When you finish school with student loan debt, the large monthly payments can be a burden for your budget. Making many small monthly payments can help you manage your cash flow, plus reduce your balance more quickly. When a lender calculates interest on a daily basis, applying payments to your account on a more-frequent basis reduces your interest charges and decreases your payoff amount.

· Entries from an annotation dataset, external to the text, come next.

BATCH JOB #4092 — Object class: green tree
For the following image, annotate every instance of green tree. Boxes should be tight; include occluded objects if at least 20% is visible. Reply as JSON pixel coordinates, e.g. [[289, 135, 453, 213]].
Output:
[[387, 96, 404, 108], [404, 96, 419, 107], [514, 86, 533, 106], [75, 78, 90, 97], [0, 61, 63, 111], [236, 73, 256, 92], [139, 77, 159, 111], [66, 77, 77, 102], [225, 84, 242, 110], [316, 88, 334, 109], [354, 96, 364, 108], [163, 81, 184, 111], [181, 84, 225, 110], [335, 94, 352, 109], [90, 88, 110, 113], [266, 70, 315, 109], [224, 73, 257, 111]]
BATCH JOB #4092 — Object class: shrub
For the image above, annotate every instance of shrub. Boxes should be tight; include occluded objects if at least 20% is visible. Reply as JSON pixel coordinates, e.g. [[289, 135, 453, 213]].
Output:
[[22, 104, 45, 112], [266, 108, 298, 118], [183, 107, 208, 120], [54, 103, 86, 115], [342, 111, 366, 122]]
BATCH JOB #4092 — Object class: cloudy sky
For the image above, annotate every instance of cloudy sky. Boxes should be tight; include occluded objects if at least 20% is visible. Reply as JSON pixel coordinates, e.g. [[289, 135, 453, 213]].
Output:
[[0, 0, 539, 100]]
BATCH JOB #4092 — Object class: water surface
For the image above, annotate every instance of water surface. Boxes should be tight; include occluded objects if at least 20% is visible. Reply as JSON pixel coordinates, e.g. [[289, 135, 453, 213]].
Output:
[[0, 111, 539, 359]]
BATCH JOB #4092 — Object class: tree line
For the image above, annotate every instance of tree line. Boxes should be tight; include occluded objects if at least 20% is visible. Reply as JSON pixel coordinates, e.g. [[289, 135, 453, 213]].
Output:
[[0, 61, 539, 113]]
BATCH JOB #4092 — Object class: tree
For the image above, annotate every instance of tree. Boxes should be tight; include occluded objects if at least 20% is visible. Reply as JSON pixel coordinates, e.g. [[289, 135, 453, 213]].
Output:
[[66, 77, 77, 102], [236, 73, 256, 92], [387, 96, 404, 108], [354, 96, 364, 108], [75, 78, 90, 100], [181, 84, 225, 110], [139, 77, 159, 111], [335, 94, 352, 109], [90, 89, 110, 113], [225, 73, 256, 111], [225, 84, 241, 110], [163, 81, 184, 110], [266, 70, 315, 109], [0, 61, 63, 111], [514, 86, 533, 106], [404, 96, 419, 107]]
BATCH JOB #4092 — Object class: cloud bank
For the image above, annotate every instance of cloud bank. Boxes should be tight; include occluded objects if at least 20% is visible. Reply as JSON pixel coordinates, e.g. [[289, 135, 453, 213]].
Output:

  1. Interest Calculations

    • Most lenders for student loans, including the federal government, calculate interest charges on a daily basis. To find out how much interest you owe, divide your annual rate, expressed as a decimal, by 365.25, multiply it by the number of days since you last paid off all the interest and multiply it by the loan balance at that time. For example, say your last payment was yesterday, it covered at least all of the accrued interest and left you with a balance of $18,259.19 at an interest rate of 6.8 percent. Calculate the interest since then with the formula: ( 0.068 / 365.25 ) x 1 x $18,259.19. Your accrued interest is $3.40.

    Daily Payment Impact

    • Making a daily payment of an amount greater than the interest reduces your principal balance each day. The next day's interest charge is then based on this lower principal balance. Rather than making one lump payment at the end of the month with an equal interest charge for each day, you make many smaller payments, each based on a slightly lower daily interest charge. More of each payment will get to go toward reducing your principal balance, which lowers your payoff amount faster.

    Total Monthly Payment

    • If you are making daily payments, you must calculate the payment amount so your total monthly payment is at least the minimum required by your lender. Even though some months have 31 days, you might want to calculate your daily payment by dividing the monthly payment by 30 so you don't have to recalculate the payment each month. During the payment period in which February 28 falls, divide your monthly payment by 28 to calculate your needed daily payment. Always round up to the nearest penny rather than rounding down. In addition, you might want to call your lender and confirm that paying the minimum over multiple payments is acceptable.

    Considerations

    • Making daily payments might be more work than it is worth because each payment will generally only save you part of a cent in interest. Instead, consider making weekly or bi-weekly payments timed with your paychecks. This gives you the best of both worlds by helping you pay off the interest frequently to reduce your future interest costs and by evening out your cash flow so you make a loan payment out of each paycheck.